Чичков покраснел, тряхнул волосами и, задетый, ответил:
— Я ничего-с.
— А ничего, так и стой, как все люди стоят. Зачем тебя прислали?
— Прислали сказать, что не согласны.
— Почему же не согласны? — угрюмо спросил я.
— Не согласны, и баста!
— Значит, за меня уступают землю?
— Нет, как можно! — испугался Чичков. — Без земли что за мужик! Только на ваших условиях не желают.
— Почему же не желают?
— Да господь их знает. Стоят на своем: не желаем, и баста! Ведь, сударь, вы нашего народа не знаете, — одна отчаянность и больше ничего. За всю вашу добродетель они вас же продадут. Помилуйте-с! я с ними родился и всех их знаю. Самый пустой народ. Ничего вы им не поможете, — все в кабак снесут и вас же попрекнут.

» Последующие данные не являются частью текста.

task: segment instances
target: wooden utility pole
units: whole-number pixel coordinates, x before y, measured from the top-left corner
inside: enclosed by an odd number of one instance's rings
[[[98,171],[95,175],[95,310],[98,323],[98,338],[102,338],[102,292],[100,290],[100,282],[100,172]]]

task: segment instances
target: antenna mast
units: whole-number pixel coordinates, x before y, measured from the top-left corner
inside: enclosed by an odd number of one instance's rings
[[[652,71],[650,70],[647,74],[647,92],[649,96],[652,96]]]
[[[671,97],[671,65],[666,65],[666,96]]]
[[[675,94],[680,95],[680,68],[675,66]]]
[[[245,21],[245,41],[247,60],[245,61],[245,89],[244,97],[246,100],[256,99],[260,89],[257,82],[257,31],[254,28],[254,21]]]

Я задумался, а Чичков вкрадчивым голосом продолжал:
— Право, сударь, оставьте все по-старому, как было при Николае Васильевиче. Забот никаких, денежки одним днем снесут. А этак узнают вашу добродетель, перестанут платить.
— А ты откуда узнал мою добродетель?
— Да ведь видно, сударь, что вы барин милостивый, простой, добродетельный. А с чего бы вам затевать иначе все это дело? Только ведь, сударь, не придется. Помяни меня, коли не верно говорю.
— Верно, верно! — умилился Сидор Фомич.
— А ты с чего? — накинулся я на Сидора Фомича. — Тот-то знает, куда гнет, а ты с чего?.. Вот что, Чичков, — обратился я к Чичкову, — кланяйся старикам и скажи, что я завтра покажу им свою добродетель.
Чичков сперва съежился, но при последней фразе глаза его злорадно загорелись.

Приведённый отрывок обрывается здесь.